Paul felt terribly clever. It was fantastic how well things were turning out. Anita's contentment with the place was genuine, and the process of weaning her from one house to another, from one way of life to another, seemed, in a miraculous few minutes, to have been almost completed. "This is your kind of surroundings, isn't it."

"You know it is."

"Did you know the clock had wooden works? Think of it? Every part whittled out of wood."

"Don't worry about it. That's easily remedied."

"Hmm?"

"We can get an electric movement put in."

"But the whole charm -"

She was in a transport of creativity now, and didn't hear him. "You see - with the pendulum gone, an electrostatic dust precipitator would fit right in the lower part of the case."

"Oh."

"And you know where I'd put it?"

He looked around the room and saw no spot for it other than where it was. "That niche there seems ideal."

"In the front hall! Can't you just see it there?"

"There is no front hall," he said in puzzlement. The front door opened right into the living room.

" Our front hall, silly."

"But, Anita -"

"And that spice cabinet on the wall - wouldn't it be darling with some of the drawers sticking out, and with philodendron growing from them?
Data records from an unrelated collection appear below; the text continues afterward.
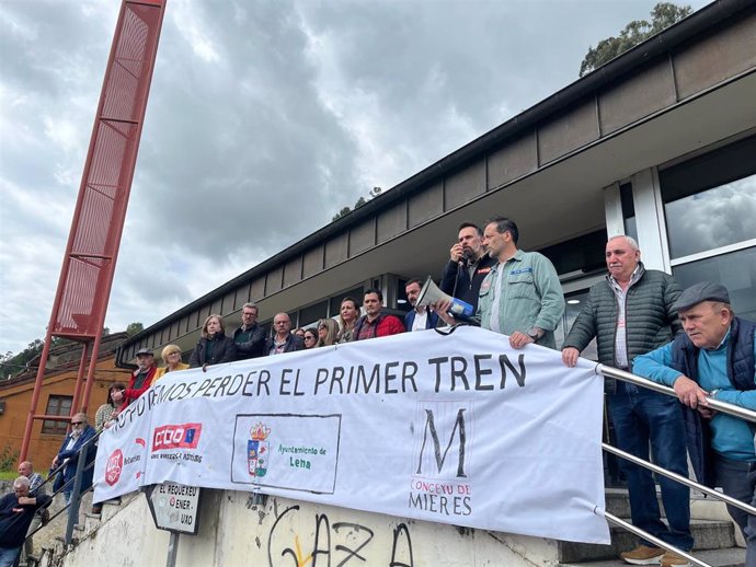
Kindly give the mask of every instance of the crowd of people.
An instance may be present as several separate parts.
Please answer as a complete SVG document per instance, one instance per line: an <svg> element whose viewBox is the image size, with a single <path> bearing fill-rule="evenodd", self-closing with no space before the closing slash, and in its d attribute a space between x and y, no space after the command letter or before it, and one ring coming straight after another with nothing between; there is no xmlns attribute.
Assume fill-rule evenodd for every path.
<svg viewBox="0 0 756 567"><path fill-rule="evenodd" d="M164 366L160 369L150 349L137 351L137 369L128 386L111 386L107 407L98 410L96 429L108 427L123 407L167 372L186 368L207 370L221 362L460 323L506 335L515 349L530 344L557 349L554 331L565 306L559 276L546 256L519 250L518 240L516 223L503 217L488 220L482 228L470 222L459 227L439 288L472 305L473 316L456 316L448 300L420 302L423 282L419 279L405 285L411 310L403 321L383 312L379 289L366 290L362 304L344 298L335 320L321 319L308 328L291 331L289 315L277 313L270 336L257 324L254 303L243 305L241 325L230 336L224 319L211 314L203 324L188 364L182 361L176 345L162 350ZM688 475L689 454L699 482L753 504L754 430L742 419L713 412L709 401L756 409L756 324L735 316L729 292L720 284L700 282L681 290L668 274L646 269L638 243L630 236L608 240L606 266L606 278L591 288L560 346L563 363L574 367L595 338L599 362L674 387L677 400L623 381L608 384L609 415L619 449L649 461L651 448L656 464L683 476ZM54 464L70 459L78 440L85 439L90 429L89 435L94 435L83 414L71 424L72 439L67 437ZM632 523L654 539L690 551L689 488L666 476L657 477L667 518L664 523L651 472L628 461L620 463ZM729 511L745 537L747 565L756 567L756 520L735 507ZM684 556L646 540L621 558L633 565L689 565Z"/></svg>

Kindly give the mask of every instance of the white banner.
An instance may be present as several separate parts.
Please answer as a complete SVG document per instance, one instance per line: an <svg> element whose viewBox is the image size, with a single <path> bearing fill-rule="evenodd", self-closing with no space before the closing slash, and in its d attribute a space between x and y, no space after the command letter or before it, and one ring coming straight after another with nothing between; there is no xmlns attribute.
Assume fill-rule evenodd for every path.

I know just the spot in the guest room."

"Swell."

"And these priceless rafters, Paul! This means we can have rough-hewn beams in our living room, too. Not just in the kitchen, but the living room, too! And I'll eat your classification card if that dry-sink won't take our television set."

"I was looking forward to eating it myself," said Paul quietly.

"And these wide-board floors: you can imagine what they'll do for the rumpus room."

"What did the rumpus room ever do for me?" said Paul grimly.

"What did you say?"

"I said, what did the rumpus room ever do for me?"

"Oh. I see." She laughed perfunctorily and, her eyes bright, she searched for more plunder.

"Anita -"

"Yes? Oh! What a delightful Cape Cod lighter."

"Listen to me for just a minute."

"Certainly, darling."

"I bought this place for us to live in."

"You mean just the way it is?"

"Exactly. It can't be changed."

"You mean we can't take any of these things out?"

"No. But we can move ourselves in."

"This is another one of your jokes. Don't tease me, darling. I'm having such a good time."

"I'm not teasing! This is the life I want. This is where I want to live it."

"It's so dark, I can't see by your face whether you're serious or not. Turn on the lights."

"No lights."

"No electricity?"

"Only what's in your hair."

"How do they run the furnace?"

"No furnace."

"And the stove?"

"Firewood. And the refrigerator is a cold spring."

"How perfectly hideous!"

"I'm serious, Anita. I want us to live here."

"We'd die in six months."

"The Haycox family lived here for generations."

"You are playful tonight, aren't you? Just so straight-faced and everything, keeping your joke alive. Come here and kiss me, you sweet clown."

"We're going to spend the night here, and tomorrow I'm going to do the chores. Will you give it a try, anyway?"

"And I'll be a good old fat farm Mama, and get breakfast on the wood stove - coffee, home­grown eggs and cream, home-baked biscuits drowned in homemade butter and jam."

"Would you?"

"I'd drown in butter and jam first."

"You could learn to love this life."

"I couldn't, and you know it."

His temper was rising again, in response to bitter disappointment, as it had done an hour before in Homestead. And again he was looking for something short of a slap in her face that would shock humility into her. The sentence that came out had been ready for a long time. He spoke it now, not because now was the right time, but because it packed a punch.

"It doesn't matter what you think," he said evenly. "I've made up my mind to quit my job and live here. Do you understand? I'm going to quit."

She folded her arms across her chest, as though fighting a chill, and rocked in silence for a few moments. "I thought maybe that was coming," she said at last. "I thought maybe that was what you were up to. I'd hoped it wasn't, Paul. I'd prayed it wasn't. But - well, here we are, and you've said it." She lit a cigarette, smoked it in shallow, tasteless puffs, and blew the smoke through her nose. "Shepherd said you would."